Simon Rio
European Strategic Autonomy (hereafter referred to as ESA) has often been seen as a “buzzword”, encompassing several meanings and realities revolving around Europe’s security and foreign policy (Järvenpää et al., 2019). Its ambiguity and interchangeability with other concepts such as “European Army” or “European Sovereignty” led several policymakers and scholars to try to precisely define and conceptualise it (see Anghel et al., 2020; Mauro, 2018), but no consensus has been reached: European countries—when they do not oppose it—fail to agree on ESA’s precise meaning, scope, and end (Arteaga et al., 2016; Franke & Varma, 2019; Libek, 2019; Jarpenvaa et al., 2019). Different reasons are invoked to explain such disagreements. As we shall see later in this paper, these positions relate to the wider theoretical debate on European integration in foreign and security policy, a debate on which all three major traditions of IR theory—respectively Realism, Constructivism, and Liberal Institutionalism—have a view.

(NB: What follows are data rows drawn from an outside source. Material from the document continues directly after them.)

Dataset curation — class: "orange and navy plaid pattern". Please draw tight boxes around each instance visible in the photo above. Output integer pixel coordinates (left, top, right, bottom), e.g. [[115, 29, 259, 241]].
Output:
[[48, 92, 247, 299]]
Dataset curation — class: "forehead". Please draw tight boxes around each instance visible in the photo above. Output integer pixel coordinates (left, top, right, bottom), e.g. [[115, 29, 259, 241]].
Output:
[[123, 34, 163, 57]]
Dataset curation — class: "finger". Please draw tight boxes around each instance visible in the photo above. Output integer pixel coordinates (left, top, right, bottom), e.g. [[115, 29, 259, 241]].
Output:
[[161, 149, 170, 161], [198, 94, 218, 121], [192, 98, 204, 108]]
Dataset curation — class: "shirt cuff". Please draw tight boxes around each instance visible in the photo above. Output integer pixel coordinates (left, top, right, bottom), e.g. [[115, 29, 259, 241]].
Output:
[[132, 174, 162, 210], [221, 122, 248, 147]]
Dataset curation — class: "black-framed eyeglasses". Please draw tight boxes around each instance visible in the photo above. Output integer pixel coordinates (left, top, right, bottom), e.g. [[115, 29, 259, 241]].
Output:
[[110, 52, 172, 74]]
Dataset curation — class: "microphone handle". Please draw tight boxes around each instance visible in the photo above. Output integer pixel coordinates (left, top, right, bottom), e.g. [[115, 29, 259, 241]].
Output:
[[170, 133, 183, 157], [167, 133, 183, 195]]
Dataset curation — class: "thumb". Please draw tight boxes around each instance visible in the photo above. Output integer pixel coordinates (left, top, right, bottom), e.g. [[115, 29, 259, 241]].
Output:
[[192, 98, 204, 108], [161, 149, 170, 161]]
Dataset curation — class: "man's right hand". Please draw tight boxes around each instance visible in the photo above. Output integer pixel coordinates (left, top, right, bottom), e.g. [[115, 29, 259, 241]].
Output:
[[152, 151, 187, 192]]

Some scholars believe that these diverging positions can be explained more easily through rationalist and materialist considerations about states’ interests (Krotz & Maher, 2011; Monaghan, 2023). Others argue that the diversity of national “strategic cultures” in Europe—which Meyer defines as principles, values, and perceptions regarding a state’s global responsibilities and its understanding of security challenges (Meyer, 2006)—accounts for the lack of convergence over ESA (see Zandee et al., 2020). Finally, some contend that the main challenges to ESA are coordination between European states over security policies, a gap between rhetoric and actions and the difficulties in identifying common European Union (EU) policy objectives for security and foreign policy (Dorosh and Lemko, 2023).